Proceeds will be used to help fund the acquisition of Rockwood Holdings Inc.'s performance additives and titanium dioxide businesses for about $1.1 billion in cash and assume unfunded pension liabilities estimated at $225 million as of June 30 for the Rockwood businesses.

When the acquisition was announced, the company said that it was planning on getting $1.1. billion of new money debt and increasing its revolver to $600 million from $400 million for the transaction.

Huntsman lead banks

J.P. Morgan Securities LLC, Bank of America Merrill Lynch and Citigroup Global Markets Inc. are leading Huntsman's credit facility.

The estimated total debt-to-adjusted EBITDA ratio at closing will be roughly 3.3 times. The company is targeting to bring that ratio down to the 2 times to 2.5 times area by 2015.

Closing is expected in the first half of 2014, subject to regulatory approvals and customary conditions, and Huntsman is hoping to do a public offering of the Huntsman and Rockwood combined pigments businesses within two years of closing.

Huntsman is a Salt Lake City-based manufacturer and marketer of differentiated chemicals.

Sears closes

In other news, Sears Holdings Corp. completed its $1 billion senior secured term loan due June 2018 that is priced at Libor plus 450 bps with a 1% Libor floor, according to an 8-K filed with the Securities and Exchange Commission.

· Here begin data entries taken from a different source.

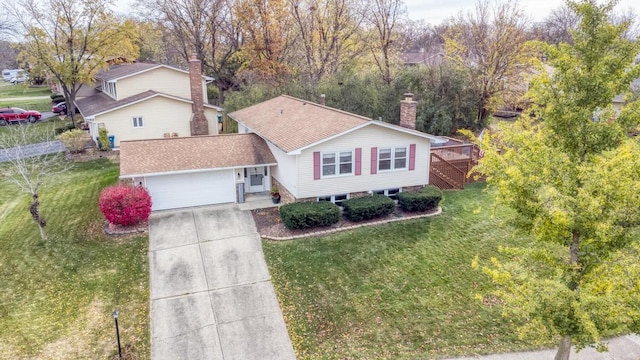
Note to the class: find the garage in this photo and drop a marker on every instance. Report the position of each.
(193, 171)
(173, 191)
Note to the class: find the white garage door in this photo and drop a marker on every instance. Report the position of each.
(194, 189)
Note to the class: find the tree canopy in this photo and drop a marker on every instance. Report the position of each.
(73, 39)
(571, 174)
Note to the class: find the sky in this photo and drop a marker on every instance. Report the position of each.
(436, 11)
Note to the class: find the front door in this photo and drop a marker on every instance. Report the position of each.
(256, 178)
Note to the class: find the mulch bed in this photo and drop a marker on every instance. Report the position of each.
(119, 230)
(270, 225)
(93, 154)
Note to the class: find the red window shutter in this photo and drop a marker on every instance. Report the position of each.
(316, 165)
(412, 157)
(374, 160)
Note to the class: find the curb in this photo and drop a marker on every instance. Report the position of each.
(332, 231)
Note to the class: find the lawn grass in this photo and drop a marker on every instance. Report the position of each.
(400, 291)
(8, 90)
(58, 295)
(38, 132)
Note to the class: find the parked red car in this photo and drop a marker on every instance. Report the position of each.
(16, 115)
(61, 108)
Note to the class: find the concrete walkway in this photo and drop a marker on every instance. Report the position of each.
(25, 98)
(211, 294)
(621, 348)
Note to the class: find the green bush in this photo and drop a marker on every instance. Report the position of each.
(103, 140)
(426, 199)
(309, 214)
(66, 127)
(368, 207)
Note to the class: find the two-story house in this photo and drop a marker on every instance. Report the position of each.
(149, 101)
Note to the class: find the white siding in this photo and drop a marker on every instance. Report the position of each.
(365, 138)
(159, 115)
(162, 80)
(285, 172)
(212, 120)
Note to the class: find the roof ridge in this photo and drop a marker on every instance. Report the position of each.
(190, 137)
(326, 107)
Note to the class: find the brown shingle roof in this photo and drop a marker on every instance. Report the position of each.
(121, 70)
(101, 102)
(291, 123)
(193, 153)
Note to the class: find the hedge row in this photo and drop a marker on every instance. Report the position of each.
(309, 214)
(313, 214)
(368, 207)
(426, 199)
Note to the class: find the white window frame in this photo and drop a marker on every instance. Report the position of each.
(392, 159)
(337, 163)
(137, 122)
(385, 192)
(332, 198)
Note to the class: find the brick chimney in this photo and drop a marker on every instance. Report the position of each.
(408, 109)
(199, 125)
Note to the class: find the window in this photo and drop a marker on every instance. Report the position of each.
(392, 158)
(137, 121)
(337, 163)
(392, 193)
(336, 199)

The debt was sold at a discount of 99 and has 101 soft call protection for one year.

During syndication, the spread on the loan firmed at the low end of the Libor plus 450 bps to 475 bps talk.

Bank of America Merrill Lynch led the deal that was used to pay down borrowings under the company's existing $3,275,000,000 asset-based revolving credit facility.

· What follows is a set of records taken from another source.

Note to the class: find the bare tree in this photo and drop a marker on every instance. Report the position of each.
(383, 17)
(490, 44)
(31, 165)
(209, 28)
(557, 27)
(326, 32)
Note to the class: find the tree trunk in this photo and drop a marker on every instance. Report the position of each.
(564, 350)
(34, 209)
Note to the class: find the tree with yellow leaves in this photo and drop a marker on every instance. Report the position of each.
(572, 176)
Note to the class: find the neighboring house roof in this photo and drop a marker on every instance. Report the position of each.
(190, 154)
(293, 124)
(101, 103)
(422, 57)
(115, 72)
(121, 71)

Sears is a Hoffman Estates, Ill.-based retailer.

HUB wraps

Hellman & Friedman LLC closed on its buyout of HUB International Ltd., a Chicago-based insurance brokerage, a news release said.

For the transaction, HUB got a new $2,145,000,000 credit facility (B1) that includes a $225 million five-year revolver, a C$50 million five-year revolver and a $1.87 billion seven-year term loan B.

Pricing on the B loan is Libor plus 375 bps with a 1% Libor floor and it was sold at an original issue discount of 991/2. There is 101 soft call protection for six months.

During syndication, the term loan B was upsized from $1,785,000,000 as the company's bong offering was downsized to $950 million from $1,035,000,000, pricing firmed at the tight end of the Libor plus 375 bps to 400 bps talk and the discount was revised from 99.

Morgan Stanley Senior Funding Inc., Bank of America Merrill Lynch and RBC Capital Markets acted as the joint lead arrangers on the deal and joint bookrunners with BMO Capital Markets, Macquarie Capital and UBS Securities LLC.